Helen Chadwick was born in Croydon, South London, studying at Brighton Polytechnic and later at Chelsea School of Art in London. Her contribution to contemporary art was both original and intensely personal, characterised by the use of her own body as both subject and object. Few artists embraced the means of modern technology - the photocopier, light projection, large format Polaroid, computer and microscope - in such a distinctive way. After leaving art school she began to make soft, organic objects based on parts of her body. Direct and intimate, she translated these sculptures into live performances. Early autobiographical works depicted her development from birth to maturity. Later more complex installations comprised photocopied images of her body suspended in a sea of organic forms, emphasising the sensuality and transience of physical pleasure.
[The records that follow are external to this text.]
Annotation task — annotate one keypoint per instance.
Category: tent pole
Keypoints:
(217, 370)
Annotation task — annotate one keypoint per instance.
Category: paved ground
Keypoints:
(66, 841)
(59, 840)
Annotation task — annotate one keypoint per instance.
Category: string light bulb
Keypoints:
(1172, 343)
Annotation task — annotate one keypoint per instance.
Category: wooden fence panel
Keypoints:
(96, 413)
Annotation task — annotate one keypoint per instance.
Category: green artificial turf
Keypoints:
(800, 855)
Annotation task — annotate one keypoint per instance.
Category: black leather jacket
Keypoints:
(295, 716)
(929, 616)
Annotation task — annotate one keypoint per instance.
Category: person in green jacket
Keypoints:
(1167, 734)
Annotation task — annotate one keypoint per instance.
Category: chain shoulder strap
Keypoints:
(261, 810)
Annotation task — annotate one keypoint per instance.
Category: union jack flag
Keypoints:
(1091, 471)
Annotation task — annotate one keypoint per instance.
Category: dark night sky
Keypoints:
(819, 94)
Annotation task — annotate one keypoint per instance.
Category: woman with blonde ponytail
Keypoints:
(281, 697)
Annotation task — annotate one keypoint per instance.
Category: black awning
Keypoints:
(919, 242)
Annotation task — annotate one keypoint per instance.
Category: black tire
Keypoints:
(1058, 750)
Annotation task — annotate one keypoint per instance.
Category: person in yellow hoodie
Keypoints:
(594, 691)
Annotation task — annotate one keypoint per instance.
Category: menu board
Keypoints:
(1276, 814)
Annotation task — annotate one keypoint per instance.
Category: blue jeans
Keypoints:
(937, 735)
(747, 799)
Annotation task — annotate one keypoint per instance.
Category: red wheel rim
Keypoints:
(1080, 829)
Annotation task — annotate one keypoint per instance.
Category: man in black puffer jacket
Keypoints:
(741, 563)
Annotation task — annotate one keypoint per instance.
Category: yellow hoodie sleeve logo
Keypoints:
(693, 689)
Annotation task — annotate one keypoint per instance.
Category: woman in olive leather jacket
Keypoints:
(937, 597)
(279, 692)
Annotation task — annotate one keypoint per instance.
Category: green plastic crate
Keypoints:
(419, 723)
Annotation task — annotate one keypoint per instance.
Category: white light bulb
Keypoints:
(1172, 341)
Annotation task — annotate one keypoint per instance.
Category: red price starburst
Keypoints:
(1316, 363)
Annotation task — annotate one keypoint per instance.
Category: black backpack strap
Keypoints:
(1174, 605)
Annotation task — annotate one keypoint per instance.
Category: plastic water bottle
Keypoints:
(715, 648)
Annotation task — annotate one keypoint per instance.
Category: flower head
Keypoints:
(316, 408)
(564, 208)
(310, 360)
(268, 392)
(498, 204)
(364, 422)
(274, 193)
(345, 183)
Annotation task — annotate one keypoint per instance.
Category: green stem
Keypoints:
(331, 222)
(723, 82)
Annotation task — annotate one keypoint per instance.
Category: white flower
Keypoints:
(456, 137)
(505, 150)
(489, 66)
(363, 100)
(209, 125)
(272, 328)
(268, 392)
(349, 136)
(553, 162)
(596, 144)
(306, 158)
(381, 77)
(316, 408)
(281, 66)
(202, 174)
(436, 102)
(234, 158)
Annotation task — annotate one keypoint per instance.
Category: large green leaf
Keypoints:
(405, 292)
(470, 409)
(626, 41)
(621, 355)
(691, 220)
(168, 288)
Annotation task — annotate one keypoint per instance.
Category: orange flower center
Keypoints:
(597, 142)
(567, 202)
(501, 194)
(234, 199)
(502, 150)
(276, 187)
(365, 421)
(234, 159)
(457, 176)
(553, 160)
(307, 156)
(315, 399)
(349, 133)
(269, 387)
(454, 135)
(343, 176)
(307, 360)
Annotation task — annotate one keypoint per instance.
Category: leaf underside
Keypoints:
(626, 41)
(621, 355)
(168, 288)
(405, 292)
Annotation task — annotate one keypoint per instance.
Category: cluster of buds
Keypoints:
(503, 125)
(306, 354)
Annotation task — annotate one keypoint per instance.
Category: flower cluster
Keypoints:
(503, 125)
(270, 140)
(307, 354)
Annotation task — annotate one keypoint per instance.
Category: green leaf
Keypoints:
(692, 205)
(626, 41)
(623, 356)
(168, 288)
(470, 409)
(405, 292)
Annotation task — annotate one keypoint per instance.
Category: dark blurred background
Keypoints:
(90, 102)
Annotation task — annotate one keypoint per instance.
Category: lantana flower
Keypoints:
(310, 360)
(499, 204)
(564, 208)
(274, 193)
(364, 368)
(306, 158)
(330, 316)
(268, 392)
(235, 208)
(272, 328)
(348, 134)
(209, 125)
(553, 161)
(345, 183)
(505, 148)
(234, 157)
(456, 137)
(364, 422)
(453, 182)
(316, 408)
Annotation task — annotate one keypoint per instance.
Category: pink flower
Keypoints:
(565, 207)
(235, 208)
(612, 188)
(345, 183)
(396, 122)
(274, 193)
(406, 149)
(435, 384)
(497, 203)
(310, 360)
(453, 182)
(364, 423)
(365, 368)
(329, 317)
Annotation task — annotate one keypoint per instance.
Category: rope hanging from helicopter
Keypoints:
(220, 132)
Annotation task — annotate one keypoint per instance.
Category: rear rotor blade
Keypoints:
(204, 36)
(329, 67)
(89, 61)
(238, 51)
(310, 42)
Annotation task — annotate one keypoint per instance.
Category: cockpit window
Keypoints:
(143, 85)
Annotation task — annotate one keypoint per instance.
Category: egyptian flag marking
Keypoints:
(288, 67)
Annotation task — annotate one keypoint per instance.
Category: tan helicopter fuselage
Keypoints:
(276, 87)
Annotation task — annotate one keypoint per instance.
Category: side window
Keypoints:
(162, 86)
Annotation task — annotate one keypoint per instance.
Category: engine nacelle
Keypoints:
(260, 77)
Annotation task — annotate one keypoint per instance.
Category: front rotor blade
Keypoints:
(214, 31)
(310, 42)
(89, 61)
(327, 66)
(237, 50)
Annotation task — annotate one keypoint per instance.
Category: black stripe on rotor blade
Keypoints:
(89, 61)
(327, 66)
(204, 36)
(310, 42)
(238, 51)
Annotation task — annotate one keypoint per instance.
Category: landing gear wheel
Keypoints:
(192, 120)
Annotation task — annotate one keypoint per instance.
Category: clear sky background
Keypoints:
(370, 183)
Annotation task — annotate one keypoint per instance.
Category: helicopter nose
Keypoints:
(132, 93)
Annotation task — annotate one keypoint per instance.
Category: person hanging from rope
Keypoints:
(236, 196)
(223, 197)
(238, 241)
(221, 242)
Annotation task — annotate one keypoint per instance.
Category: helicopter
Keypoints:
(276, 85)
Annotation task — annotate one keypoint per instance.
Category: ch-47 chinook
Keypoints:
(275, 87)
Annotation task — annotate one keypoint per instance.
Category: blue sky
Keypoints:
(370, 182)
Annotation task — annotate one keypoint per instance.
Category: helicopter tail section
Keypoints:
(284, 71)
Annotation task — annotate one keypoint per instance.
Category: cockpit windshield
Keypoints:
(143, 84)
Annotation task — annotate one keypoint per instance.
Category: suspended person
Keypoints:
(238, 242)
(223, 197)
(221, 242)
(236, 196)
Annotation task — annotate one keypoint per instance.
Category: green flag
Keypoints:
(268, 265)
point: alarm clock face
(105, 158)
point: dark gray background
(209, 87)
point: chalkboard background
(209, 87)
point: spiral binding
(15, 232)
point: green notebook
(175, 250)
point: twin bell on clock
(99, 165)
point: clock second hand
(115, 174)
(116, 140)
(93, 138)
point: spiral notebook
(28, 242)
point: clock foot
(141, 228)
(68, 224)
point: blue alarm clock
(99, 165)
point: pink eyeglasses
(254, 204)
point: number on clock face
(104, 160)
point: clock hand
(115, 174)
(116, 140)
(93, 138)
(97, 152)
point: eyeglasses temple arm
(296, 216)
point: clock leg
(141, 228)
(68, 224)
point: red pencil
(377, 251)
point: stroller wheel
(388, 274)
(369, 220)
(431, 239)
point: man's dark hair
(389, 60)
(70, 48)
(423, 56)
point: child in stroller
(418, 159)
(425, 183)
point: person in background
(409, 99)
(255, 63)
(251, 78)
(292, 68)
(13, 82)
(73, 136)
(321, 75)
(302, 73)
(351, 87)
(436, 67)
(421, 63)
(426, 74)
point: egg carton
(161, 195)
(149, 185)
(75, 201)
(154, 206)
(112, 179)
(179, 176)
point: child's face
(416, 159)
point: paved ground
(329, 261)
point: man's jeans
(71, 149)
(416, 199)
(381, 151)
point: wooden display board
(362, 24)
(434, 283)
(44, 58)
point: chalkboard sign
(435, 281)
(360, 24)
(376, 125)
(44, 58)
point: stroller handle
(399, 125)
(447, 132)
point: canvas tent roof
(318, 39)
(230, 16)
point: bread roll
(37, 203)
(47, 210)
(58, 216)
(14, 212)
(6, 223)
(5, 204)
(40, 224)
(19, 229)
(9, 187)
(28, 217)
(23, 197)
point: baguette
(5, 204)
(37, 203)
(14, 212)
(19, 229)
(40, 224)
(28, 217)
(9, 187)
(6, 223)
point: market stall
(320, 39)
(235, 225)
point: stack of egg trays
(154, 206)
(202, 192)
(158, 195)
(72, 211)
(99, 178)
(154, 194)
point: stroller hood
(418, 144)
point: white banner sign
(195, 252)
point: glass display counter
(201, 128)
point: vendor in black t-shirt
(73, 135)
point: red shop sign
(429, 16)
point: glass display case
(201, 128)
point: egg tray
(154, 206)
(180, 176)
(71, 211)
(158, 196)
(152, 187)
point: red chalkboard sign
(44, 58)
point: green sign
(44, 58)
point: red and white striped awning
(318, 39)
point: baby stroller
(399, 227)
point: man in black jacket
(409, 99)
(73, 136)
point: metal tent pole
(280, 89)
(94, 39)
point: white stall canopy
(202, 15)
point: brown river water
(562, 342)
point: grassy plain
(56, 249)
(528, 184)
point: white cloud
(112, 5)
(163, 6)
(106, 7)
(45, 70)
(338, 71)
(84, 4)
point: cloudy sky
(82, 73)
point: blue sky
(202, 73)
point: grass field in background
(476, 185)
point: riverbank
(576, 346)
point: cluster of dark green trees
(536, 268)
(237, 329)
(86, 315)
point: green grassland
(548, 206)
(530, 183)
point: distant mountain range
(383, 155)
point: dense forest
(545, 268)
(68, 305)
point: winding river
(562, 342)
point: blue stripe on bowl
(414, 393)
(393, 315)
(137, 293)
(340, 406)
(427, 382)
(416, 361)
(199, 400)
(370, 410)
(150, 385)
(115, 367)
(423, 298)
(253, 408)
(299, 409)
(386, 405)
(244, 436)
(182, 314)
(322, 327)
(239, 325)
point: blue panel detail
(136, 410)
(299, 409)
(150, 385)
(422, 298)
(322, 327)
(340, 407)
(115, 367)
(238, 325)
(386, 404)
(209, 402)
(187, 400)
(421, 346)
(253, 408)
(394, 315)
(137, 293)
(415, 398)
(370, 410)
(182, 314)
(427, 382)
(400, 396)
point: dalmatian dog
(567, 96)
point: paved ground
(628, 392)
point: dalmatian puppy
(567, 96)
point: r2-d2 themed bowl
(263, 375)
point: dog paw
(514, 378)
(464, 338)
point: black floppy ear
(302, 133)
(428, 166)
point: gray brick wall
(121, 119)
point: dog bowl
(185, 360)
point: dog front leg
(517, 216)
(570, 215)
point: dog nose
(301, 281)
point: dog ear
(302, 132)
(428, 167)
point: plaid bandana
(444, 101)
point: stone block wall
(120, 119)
A constant theme in much of Chadwick’s work had been the questioning of boundaries, both physical and cultural. A series of ‘viral landscape’ photoworks involved a computer generation of Chadwick’s cellular structure overlaid onto images of the natural coastline. A later series using the Polaroid presented the viscera of the body in an extraordinary examination of the function, form and fetish of internal organs. One of the last series she undertook before her premature death from a congenital heart defect was the Wreaths to Pleasure: 13 circular cibachrome prints that combined elements of art and technology, mixing and merging the organic and toxic, fluid and static, clean and dirty, with clusters of flowers settling on the surface of various domestic fluids. The circular dish reminiscent of Petri suggested that a culture could be grown as well as acquired. She was nominated for the Turner Prize in 1988, and had a widely acclaimed solo exhibition at the Serpentine Gallery, London in 1994 which included a fountain of hot bubbling chocolate, Cacao, and Piss Flowers, sculptures made by casting the holes left by Chadwick and her partner urinating in the snow. The same year her work was shown at the São Paulo Bienal.